I first met Richard Kopperdahl when he was no longer crazy. It was the late 1980s, and he was the Village Voice’s designated driver, which — for anyone who knew he’d spent years as a drugged-out, drunken Bowery bum — was both humorous and a tad unsettling. But he’d driven cabs and parked cars in previous chapters of his life, and he drove with a rangy élan, his left elbow jutting out the window, his right hand smoothly bringing a cigarette to his mouth at regular intervals. Around 3 a.m. on Tuesday mornings, after we’d put yet another edition of the paper to bed, roughly a dozen of us — mostly production staffers and a couple of diehard editors — would pile into one of those big vans that small churches use to gather congregants, and Richard would bounce us over potholed bridges to the outer boroughs, which, even then, were the only parts of the city most of us could afford. Like a number of writers at this venerable paper (myself included), Richard started out in a utilitarian job and eventually ended up with a byline on the cover.
Richard passed away on Sunday, August 21. In thinking of him, I remembered an amazing feature he wrote for the Voice in 1995, an unsparing, laugh-out-loud funny tale of his mad years in the mid-1970s, when he did six spells in Bellevue’s psychiatric warrens. He writes about clocks on the walls with no hands, of bending soda straws in such a way that he could transcend gravity, and of his certainty that God had put him on Earth to guide all of us down a more harmonious path.
Richard’s divinity never came to pass, but at heart his basic idea was sound: Everyone deserves a hand when they are down, an uplift that doesn’t defy gravity but does define our humanity.
That said, he was adamantly opposed to giving change to panhandlers, impatient with stupidity, and angered by arrogance. Once, as mobile phones were making their first intrusive forays into our lives, he was annoyed by two Masters of the Universe sitting at an outdoor café table and barking into their bulky handsets, oblivious (or not) to how much they were disturbing other diners. Richard picked up the heavy glass sugar dispenser on his own table and started yelling into it about the inconsiderate people sitting nearby. The pair looked at all six-feet-five of him and decided that they could make their calls at another time. Richard was sober and sane, but they prudently assumed otherwise.
By then he’d been working at the Voice for more than a decade, driving the company van all over Gotham and writing reviews of stereo components for our “Fast Forward” section, as well as the occasional feature about his former lives on the Bowery and inside Bellevue.

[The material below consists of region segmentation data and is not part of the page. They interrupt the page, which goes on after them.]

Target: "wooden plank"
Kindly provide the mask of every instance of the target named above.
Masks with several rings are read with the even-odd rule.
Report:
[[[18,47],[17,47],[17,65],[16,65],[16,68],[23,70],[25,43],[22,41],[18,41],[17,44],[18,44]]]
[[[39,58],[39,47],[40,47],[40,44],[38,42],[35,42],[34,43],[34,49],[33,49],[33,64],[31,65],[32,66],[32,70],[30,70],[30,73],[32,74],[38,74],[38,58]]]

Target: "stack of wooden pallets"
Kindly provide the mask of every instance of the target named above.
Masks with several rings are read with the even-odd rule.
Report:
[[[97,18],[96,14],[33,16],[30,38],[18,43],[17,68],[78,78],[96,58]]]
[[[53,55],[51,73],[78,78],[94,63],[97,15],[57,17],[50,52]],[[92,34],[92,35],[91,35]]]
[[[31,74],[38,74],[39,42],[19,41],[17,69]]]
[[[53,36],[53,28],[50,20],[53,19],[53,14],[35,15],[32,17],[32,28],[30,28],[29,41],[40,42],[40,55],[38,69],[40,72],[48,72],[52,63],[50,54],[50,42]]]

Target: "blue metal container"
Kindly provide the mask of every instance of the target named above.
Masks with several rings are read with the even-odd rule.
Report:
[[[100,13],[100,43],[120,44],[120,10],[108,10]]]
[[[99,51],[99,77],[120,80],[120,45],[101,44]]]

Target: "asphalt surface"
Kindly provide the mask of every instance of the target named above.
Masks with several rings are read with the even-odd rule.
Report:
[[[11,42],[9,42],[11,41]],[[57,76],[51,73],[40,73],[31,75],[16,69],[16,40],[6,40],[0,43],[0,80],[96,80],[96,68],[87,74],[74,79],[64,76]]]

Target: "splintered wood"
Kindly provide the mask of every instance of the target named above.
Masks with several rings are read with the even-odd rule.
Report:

A couple of years ago I was visiting another Voice writer who had landed in Bellevue’s psych wards. We had a far-ranging chat in the visitors’ room, and as I was leaving I noticed that a picture had been removed, the void made obvious because the wall had been repainted while the piece still hung there. In a serendipitous touch, the label remained: “ ‘Changing Hearts,’ watercolor and pastel.”
I thought of Richard at that moment, knowing how much time he had spent inside those walls, surrounded by clocks with no hands. —R.C. Baker
A viewing will be held at the Peter Jarema Funeral Home, 129 East 7th Street, on Friday, August 26, from 5 p.m. to 9 p.m.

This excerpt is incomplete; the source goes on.